MPP joined local Liberal candidate to speak to voters about Liberals’ positive plan
SUDBURY—Michael Coteau, the third-term MPP, campaigned Wednesday in Sudbury for his Ontario Liberal leadership candidacy and with Paul Lefebvre, federal Liberal reelection candidate for Sudbury.
“This is a critical election here in Sudbury and across Ontario,” said Coteau. “We know that Conservatives may claim to be ‘for the people’ but their cuts hurt children and families. We need to elect strong, local Liberal candidates to ensure we choose forward in this campaign. I’m so pleased to join such a strong, local, experienced candidate who I know will do a fantastic job representing these communities on Parliament Hill.”
Coteau and Lefebvre went canvassing door-to-door and Coteau hosted a town hall meeting to hear from local residents and to take questions.
Coteau also addressed the cuts to the Children and Family Resource Centre in Sudbury in a video [https://twitter.com/coteau/status/1174381398502912000].
“Northern families have a specific set of needs. To go from serving 800 young people, down to 100, is ruthless. Conservatives are going to tell you they're doing this because they need to make tough decisions. Well, when it comes to wasting money on stickers that don't stick or tax cuts for the rich versus providing services to our children—that should not be a tough decision,” he said.
“Ultimately, this means Doug Ford is saying kids today aren’t worth the cost. That’s his message—Ontario doesn’t value you. Well, I was that kid who was told someone like you doesn’t matter,” said Coteau. “But I learnt my values because of how I grew up: as a working-class, immigrant kid.

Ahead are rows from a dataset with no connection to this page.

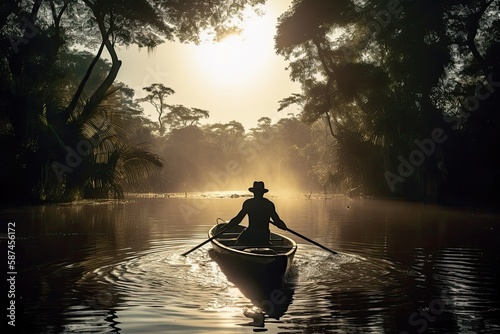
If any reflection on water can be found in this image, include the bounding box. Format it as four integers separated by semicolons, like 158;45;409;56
0;194;500;333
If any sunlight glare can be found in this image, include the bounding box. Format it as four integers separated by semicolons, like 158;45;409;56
192;10;274;84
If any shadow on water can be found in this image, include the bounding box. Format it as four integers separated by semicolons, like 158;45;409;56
209;250;298;327
0;198;500;334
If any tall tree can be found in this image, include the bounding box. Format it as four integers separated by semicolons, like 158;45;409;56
275;0;499;198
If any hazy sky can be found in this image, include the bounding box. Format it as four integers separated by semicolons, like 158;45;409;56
117;0;299;129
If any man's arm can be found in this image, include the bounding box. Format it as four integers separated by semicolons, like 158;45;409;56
271;203;287;230
227;202;247;228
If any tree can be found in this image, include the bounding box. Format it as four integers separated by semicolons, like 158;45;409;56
275;0;500;198
138;83;175;135
0;0;262;201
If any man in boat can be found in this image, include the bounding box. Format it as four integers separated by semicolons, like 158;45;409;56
228;181;287;246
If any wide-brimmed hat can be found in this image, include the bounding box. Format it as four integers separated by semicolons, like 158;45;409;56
248;181;269;193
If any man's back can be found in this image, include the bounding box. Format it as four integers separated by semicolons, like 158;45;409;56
243;197;276;230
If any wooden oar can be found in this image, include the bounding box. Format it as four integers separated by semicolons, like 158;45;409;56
286;228;338;254
181;227;228;256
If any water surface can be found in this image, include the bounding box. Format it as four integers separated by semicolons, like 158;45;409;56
0;194;500;334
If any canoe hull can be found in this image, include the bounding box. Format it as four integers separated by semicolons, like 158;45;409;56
208;224;297;279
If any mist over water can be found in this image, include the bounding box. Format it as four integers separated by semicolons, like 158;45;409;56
3;194;500;333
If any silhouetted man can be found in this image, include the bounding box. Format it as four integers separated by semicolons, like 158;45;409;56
228;181;287;246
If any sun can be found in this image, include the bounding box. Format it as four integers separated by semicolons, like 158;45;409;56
195;10;274;86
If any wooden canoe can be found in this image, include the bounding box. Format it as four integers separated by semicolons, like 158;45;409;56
208;224;297;278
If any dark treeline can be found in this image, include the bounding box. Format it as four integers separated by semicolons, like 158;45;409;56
0;0;263;204
0;0;500;204
275;0;500;204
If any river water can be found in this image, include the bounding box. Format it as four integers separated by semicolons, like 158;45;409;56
0;193;500;334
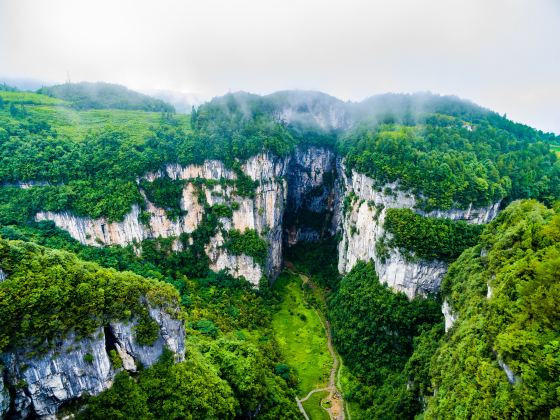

And because of where: in an Ontario that gave me a chance to make it.”
“The biggest waste we face in Ontario is the waste of human potential. Doug Ford is in it for tax breaks to the wealthy and big corporations—and cuts for everyone else. I’m in it for children and families, our future,” Coteau declared.
Michael Coteau immigrated to Canada as a child and grew up in Flemingdon Park, a working-class neighbourhood in North York. The first member of his family to graduate high school and university, he started his own small business, worked as a community organiser and head of a national nonprofit. He was elected to the Toronto District School Board three times and served as vice-chair of the board, championing digital tools in the classroom, equity strategies and community use of schools. Coteau was elected three times as Member of Provincial Parliament for Don Valley East, and served in multiple ministries where he was tasked with bringing people together to fix tough files, including supports for children with autism, reforming services for children in care, delivering a successful Pan-Am Games, supporting film and cultural economic development, and implementing an anti-racism strategy. He and his wife, Lori, are raising two young daughters.